Social Networks Steal Your Soul

4 min read Original article ↗

What properties of this data are considered valuable to marketing corporations? The most valuable data comprises every aspect of how a human being behaves. Their preferences, their personal information, their physical location, and their habits.

At all times, something as personal as location data is being sold as a product. Absolutely everything about a person is being sold for a very high profit, and it’s being done through commercial websites that are made free to access for this reason.

In this commercial metaphor, “data as oil”, the oil production is a collaborated spying effort on every single American for the interests of profit. In the process, web and mobile applications are being used to secure this data flow.

What does it look like? It’s certainly not an oil derrick on an open field, we must extend the metaphor to consider a landscape of production. Every single device that connects to the internet and uses a service such as Google contains these data oil derricks.

This oil derrick produces marketable data at varying rate and quantities. A social media application produces a vast amount of marketable personal data, including location data.

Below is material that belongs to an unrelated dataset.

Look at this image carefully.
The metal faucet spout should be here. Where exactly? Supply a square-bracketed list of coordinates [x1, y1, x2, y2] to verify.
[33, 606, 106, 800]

A web search application collects a vast amount of different data as well.

Beneath this data is a human being, and the data tracks and defines this person as a human being. Being able to identify and target this type of person is a marketable product to a company that needs commercial advertising.

What are the effects of turning a living person into a marketable product?

What are the effects of turning a person into a commodity? Without even reflecting on the political preferences or policies of an individual social media corporation, what are the political and environmental side effects of this metaphor?

A loss of privacy, a loss of freedom, and a loss of control.

The most immediate and obvious effect of this data oil production is the crudely negotiated surrender of your personal information and your constant location. The social media company collects this data at a constant rate and sells it as a product.

The surrender of privacy is negotiated through one or two clicks during account registration or app installation. It is a second thought, and the effect is immediate. While a search engine application may collect data more intermittently, a social media application collects enormous amounts immediately.

Instantly, your personal information, your app activity, and your physical location is being sold for a profit. The application is free, and this is the exchange that takes place. Every personal detail of your life is shipped through a pipeline and sold.

The second is a loss of freedom. An online media company both enforces and communicates political influence. Dissidents are silenced, political messages are pushed. Some nations have gone as far as to hand out death sentences over social media posts.

The only interest is profit, so any of this data is up for bidding. Governments across the world have incentives to acquire and use this data for their own political reasons. Combined with a loss of privacy, it has devastating effects on the most basic human rights.

Finally, a loss of political and individual control is the combined effect of both. Imagine a person who is constantly bombarded with messages each day that are personally tailored to their preferences, the most personal details of their life, and their constant location.

Imagine this person under a government that uses the same information to enforce their will. Citizens are rounded up for spreading or consuming the wrong ideas, all that is allowed is encouraged profitable consumption guaranteed by your marketable data.

This is already a reality in many nations, and our world is slowly falling under its influence. As human beings and consumers, we are the resource that is being harvested. The effects of this production are disastrous in multiple forms, and the long-term repercussions are still unfolding.